MONTREAL The hockey world grieved former NHL defenceman Bryan Marchment as it gathered for its GM meetings and the annual draft in Montreal.
The one-time Maple Leaf from Scarborough died Wednesday. He was a scout for the San Jose Sharks and was in town for the Thursday and Friday draft. The cause of death has not been announced.
“It’s a very difficult day for our staff,” said new Sharks GM Mike Grier, a former teammate of Marchment. “Those guys, your scouts, you spend a lot of time together on the road and in meetings, so it was very emotional day, very hard on the group.

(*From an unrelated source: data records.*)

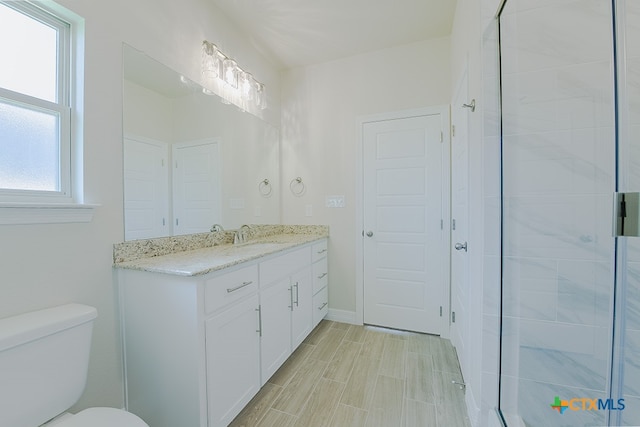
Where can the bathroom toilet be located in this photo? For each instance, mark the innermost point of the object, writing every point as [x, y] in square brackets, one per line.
[44, 356]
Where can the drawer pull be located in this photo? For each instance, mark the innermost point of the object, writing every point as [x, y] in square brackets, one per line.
[229, 290]
[259, 310]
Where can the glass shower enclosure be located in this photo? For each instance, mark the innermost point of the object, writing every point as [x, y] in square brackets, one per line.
[570, 147]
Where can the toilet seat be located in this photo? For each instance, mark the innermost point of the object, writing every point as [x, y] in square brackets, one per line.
[102, 417]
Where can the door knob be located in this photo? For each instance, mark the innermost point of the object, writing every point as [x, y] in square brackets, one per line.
[461, 246]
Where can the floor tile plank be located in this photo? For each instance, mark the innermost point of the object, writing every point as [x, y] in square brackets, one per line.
[321, 405]
[294, 396]
[343, 360]
[385, 409]
[348, 416]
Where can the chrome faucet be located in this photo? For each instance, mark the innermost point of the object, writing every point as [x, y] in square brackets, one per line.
[240, 235]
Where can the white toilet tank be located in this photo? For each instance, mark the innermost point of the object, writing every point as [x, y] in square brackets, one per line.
[44, 356]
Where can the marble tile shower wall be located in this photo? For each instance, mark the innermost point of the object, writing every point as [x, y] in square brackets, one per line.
[558, 178]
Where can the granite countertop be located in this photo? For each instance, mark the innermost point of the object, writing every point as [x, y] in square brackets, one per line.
[208, 259]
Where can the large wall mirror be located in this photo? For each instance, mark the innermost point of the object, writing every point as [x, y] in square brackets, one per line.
[190, 160]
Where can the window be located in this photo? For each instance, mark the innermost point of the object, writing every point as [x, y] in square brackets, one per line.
[37, 107]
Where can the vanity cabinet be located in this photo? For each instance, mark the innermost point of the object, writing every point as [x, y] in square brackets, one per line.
[198, 348]
[320, 277]
[285, 302]
[233, 360]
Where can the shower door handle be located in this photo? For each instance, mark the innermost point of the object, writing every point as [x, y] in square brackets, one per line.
[461, 246]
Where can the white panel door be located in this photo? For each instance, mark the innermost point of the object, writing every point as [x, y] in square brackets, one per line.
[196, 186]
[459, 226]
[403, 233]
[146, 189]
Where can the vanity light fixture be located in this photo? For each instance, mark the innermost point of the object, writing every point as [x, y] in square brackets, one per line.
[239, 85]
[211, 60]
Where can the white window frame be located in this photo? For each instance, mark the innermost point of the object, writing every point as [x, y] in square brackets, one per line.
[67, 204]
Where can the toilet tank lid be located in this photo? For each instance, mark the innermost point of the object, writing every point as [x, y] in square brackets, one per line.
[20, 329]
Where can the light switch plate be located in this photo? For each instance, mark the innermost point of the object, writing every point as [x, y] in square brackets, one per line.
[335, 201]
[236, 203]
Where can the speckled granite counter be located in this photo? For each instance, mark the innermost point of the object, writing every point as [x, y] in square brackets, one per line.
[198, 254]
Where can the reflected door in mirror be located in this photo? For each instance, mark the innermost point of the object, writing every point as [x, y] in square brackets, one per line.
[146, 189]
[196, 186]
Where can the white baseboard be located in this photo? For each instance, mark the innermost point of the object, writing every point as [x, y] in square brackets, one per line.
[342, 316]
[472, 409]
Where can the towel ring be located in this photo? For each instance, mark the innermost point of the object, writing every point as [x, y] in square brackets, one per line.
[265, 188]
[297, 187]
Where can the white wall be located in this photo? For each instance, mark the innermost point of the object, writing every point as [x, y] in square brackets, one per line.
[46, 265]
[472, 25]
[319, 111]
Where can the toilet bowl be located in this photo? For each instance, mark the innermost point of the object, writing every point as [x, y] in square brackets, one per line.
[44, 356]
[98, 417]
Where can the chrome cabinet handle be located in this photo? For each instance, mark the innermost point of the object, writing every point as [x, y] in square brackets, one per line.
[229, 290]
[461, 246]
[259, 310]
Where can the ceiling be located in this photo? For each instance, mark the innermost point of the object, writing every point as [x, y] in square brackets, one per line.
[295, 33]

“It’s a sad day for me personally, very sad day for our organization, our players, our staff. Anyone who knew Bryan knew what type of man he was. He was just an honest, down-to-earth, loving person who just cared about everyone. He had time for everyone in the building; anyone he came across, he had time.

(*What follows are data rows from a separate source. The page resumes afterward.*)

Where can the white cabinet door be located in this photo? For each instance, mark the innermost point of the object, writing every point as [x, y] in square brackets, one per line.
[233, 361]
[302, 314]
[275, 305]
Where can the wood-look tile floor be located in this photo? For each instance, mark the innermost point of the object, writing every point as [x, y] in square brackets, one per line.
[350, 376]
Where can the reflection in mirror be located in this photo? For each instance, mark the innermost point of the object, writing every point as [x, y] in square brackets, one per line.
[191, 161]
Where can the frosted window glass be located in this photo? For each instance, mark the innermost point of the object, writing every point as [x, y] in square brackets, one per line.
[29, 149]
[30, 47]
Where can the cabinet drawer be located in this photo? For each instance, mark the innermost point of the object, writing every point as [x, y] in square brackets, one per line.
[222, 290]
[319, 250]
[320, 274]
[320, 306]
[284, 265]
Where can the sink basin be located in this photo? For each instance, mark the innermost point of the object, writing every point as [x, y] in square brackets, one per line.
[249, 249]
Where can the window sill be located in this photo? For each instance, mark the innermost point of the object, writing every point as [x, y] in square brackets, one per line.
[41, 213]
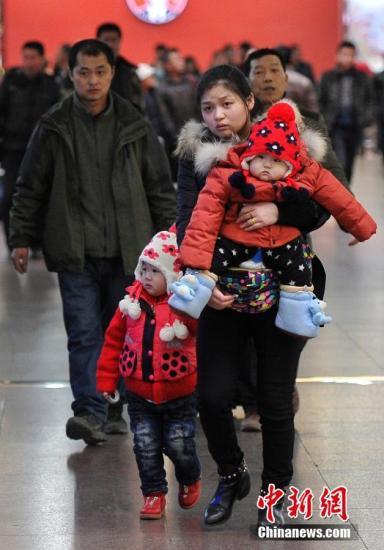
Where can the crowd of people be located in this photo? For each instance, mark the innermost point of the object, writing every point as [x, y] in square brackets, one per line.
[91, 154]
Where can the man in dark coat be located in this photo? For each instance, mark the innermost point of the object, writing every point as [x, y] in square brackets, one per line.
[25, 94]
[346, 101]
[266, 71]
[97, 177]
[125, 81]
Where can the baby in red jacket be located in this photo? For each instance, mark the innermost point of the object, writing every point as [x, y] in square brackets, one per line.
[272, 166]
[153, 349]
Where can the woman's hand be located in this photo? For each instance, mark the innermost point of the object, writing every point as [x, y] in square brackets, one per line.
[257, 215]
[219, 300]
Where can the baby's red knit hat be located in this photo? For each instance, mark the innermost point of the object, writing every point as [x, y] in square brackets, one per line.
[276, 135]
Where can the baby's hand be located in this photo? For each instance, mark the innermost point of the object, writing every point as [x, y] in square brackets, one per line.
[112, 398]
[353, 242]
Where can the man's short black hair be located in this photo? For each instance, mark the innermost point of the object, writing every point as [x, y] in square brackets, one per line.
[108, 27]
[34, 45]
[91, 47]
[257, 54]
[346, 44]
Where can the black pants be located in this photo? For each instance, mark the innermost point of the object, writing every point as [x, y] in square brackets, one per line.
[222, 336]
[89, 301]
[345, 142]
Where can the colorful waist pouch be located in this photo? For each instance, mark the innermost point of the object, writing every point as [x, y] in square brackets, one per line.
[257, 290]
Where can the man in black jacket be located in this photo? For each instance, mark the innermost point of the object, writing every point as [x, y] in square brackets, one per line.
[25, 94]
[125, 81]
[97, 177]
[265, 69]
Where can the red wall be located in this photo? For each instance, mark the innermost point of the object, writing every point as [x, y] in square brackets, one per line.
[204, 26]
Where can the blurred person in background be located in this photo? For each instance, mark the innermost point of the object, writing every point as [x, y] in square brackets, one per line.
[61, 71]
[179, 95]
[244, 48]
[266, 71]
[379, 98]
[192, 69]
[155, 108]
[346, 101]
[125, 81]
[95, 173]
[25, 94]
[299, 65]
[299, 87]
[158, 63]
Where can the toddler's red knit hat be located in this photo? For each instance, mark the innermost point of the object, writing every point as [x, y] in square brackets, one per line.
[276, 135]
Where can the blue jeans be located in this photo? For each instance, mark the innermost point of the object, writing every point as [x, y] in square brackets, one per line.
[89, 301]
[168, 428]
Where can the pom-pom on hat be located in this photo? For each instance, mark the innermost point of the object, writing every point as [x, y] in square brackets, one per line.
[276, 135]
[162, 252]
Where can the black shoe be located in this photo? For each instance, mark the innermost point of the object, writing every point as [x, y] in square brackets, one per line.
[115, 422]
[87, 427]
[231, 487]
[278, 512]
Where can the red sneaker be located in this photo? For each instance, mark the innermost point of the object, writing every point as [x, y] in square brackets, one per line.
[189, 495]
[154, 506]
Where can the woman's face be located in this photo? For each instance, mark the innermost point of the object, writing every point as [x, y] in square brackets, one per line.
[225, 113]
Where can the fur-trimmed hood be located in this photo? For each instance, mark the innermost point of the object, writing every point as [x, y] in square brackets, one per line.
[197, 142]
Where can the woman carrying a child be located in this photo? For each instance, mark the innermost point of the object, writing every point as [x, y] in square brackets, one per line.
[226, 101]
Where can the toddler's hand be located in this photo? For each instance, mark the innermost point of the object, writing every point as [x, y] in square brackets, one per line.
[353, 242]
[219, 300]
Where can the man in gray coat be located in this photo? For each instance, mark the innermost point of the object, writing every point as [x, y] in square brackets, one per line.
[96, 176]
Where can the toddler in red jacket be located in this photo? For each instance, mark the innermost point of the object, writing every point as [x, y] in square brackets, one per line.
[274, 165]
[153, 349]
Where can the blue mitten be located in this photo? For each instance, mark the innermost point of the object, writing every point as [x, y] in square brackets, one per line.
[301, 313]
[191, 293]
[317, 308]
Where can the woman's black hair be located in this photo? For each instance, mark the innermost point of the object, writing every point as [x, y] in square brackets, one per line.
[227, 75]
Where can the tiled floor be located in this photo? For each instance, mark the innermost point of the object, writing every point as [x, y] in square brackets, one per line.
[56, 494]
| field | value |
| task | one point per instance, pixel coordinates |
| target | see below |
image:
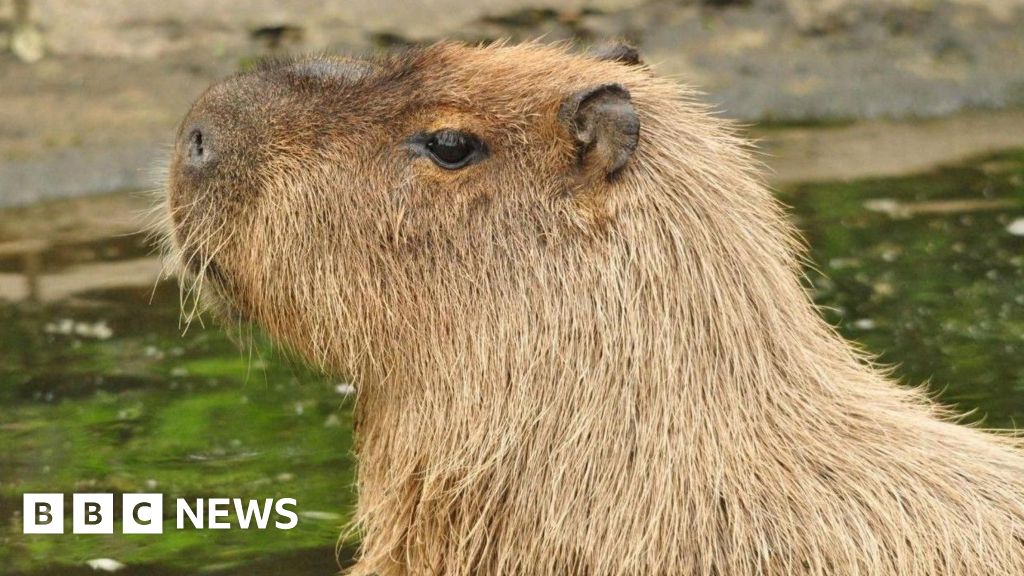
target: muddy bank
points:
(96, 113)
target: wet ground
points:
(102, 393)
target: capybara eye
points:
(452, 149)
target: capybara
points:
(576, 321)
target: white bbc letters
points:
(42, 513)
(92, 513)
(142, 513)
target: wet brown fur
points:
(563, 373)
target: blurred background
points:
(893, 128)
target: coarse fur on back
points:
(586, 357)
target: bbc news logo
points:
(143, 513)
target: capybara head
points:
(342, 203)
(576, 322)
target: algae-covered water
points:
(99, 391)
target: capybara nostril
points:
(200, 148)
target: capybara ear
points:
(605, 127)
(617, 51)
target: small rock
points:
(104, 564)
(317, 515)
(27, 43)
(1016, 228)
(864, 324)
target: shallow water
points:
(101, 393)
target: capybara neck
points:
(576, 321)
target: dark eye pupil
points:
(450, 147)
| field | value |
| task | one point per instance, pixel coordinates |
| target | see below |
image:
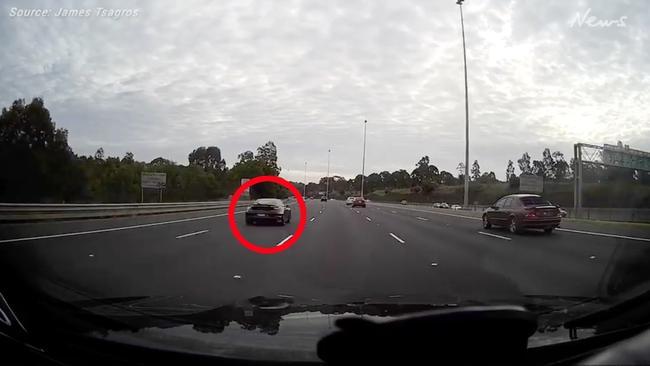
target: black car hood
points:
(273, 328)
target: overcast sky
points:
(305, 74)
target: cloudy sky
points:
(305, 74)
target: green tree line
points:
(39, 166)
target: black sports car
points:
(270, 210)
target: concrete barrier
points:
(38, 212)
(611, 214)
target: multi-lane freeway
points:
(381, 253)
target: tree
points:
(37, 163)
(548, 164)
(128, 158)
(447, 178)
(476, 171)
(386, 179)
(488, 178)
(99, 154)
(538, 168)
(561, 168)
(245, 156)
(524, 164)
(208, 158)
(401, 178)
(510, 170)
(424, 172)
(160, 161)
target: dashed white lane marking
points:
(397, 238)
(76, 233)
(604, 234)
(558, 229)
(191, 234)
(284, 240)
(495, 236)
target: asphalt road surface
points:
(380, 253)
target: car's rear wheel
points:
(486, 223)
(513, 226)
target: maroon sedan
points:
(522, 211)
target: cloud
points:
(306, 74)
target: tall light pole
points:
(462, 27)
(363, 163)
(327, 185)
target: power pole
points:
(466, 193)
(363, 164)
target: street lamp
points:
(304, 190)
(462, 27)
(327, 185)
(363, 164)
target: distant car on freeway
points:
(269, 210)
(522, 211)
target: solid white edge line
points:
(603, 234)
(284, 240)
(115, 228)
(495, 236)
(192, 234)
(396, 238)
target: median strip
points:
(396, 238)
(495, 236)
(191, 234)
(284, 240)
(604, 234)
(77, 233)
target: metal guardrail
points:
(38, 212)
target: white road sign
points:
(153, 180)
(247, 191)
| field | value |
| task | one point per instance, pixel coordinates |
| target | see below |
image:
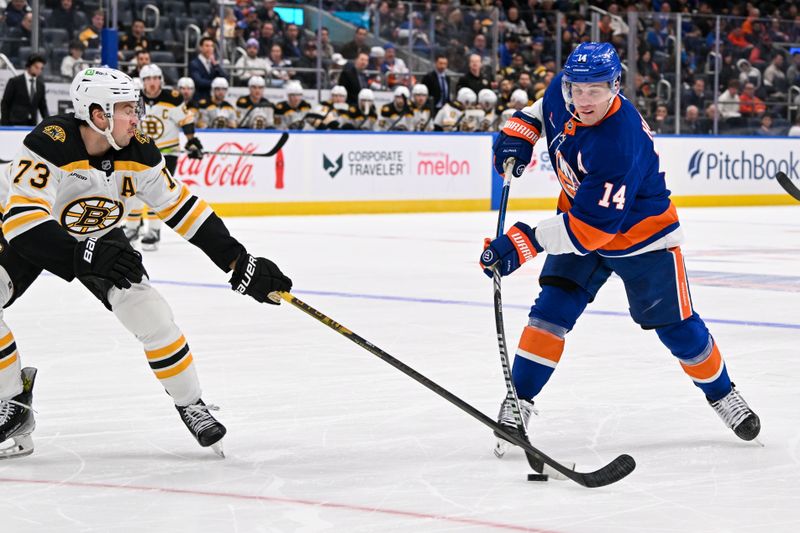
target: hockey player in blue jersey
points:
(614, 215)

“He was great to me my first few years in Edmonton, treated me with respect right away and made me feel at home and if I ever needed anything, whether it was a dinner, a home-cooked dinner, instead of eating out every day, he and (his wife) Kim would have me over. It’s a very difficult day.”
Marchment spent 17 seasons in the NHL with nine teams, including 2003-04 in Toronto.
“We are deeply saddened to hear of the passing of Bryan Marchment,” the Leafs tweeted. “Our hearts go out to his entire family.”
His son, Mason, also a former Leaf, spent the last two seasons with the Florida Panthers. Marchment is also survived by his wife, Kim, and daughter, Logan.
He was a hard-nosed defenceman, named one of the meanest in the game by the Bleacher Report. Selected by the Jets with the 16th pick of the 1987 NHL draft, Marchment played 926 games, scoring 40 goals and adding 142 assists. He amassed 2,307 penalty minutes, including 106 in his one season in Toronto.
“Just tragic,” Jets GM Kevin Cheveldayoff said as he emerged from the league’s GM meetings.
“Utter shock and obviously thinking about (his son) Mason and his family,” Canadiens GM Kent Hughes told NHL.com. “It’s terrible news. We just sat there for the first half-hour trying to digest it.”
Devils GM Tom Fitzgerald, who played with Marchment in Toronto during the 2003-04 season, said, “Brian was a really good friend and a great teammate of mine. It’s just devastating, as we all know.”
Marchment was the second former Leaf to die in the last two weeks. Jim Pappin, credited with the last Stanley Cup-winning goal for the Leafs, died last week. Pappin played five seasons for Toronto in the 1960s and was named one of the 100 greatest Leafs of all time.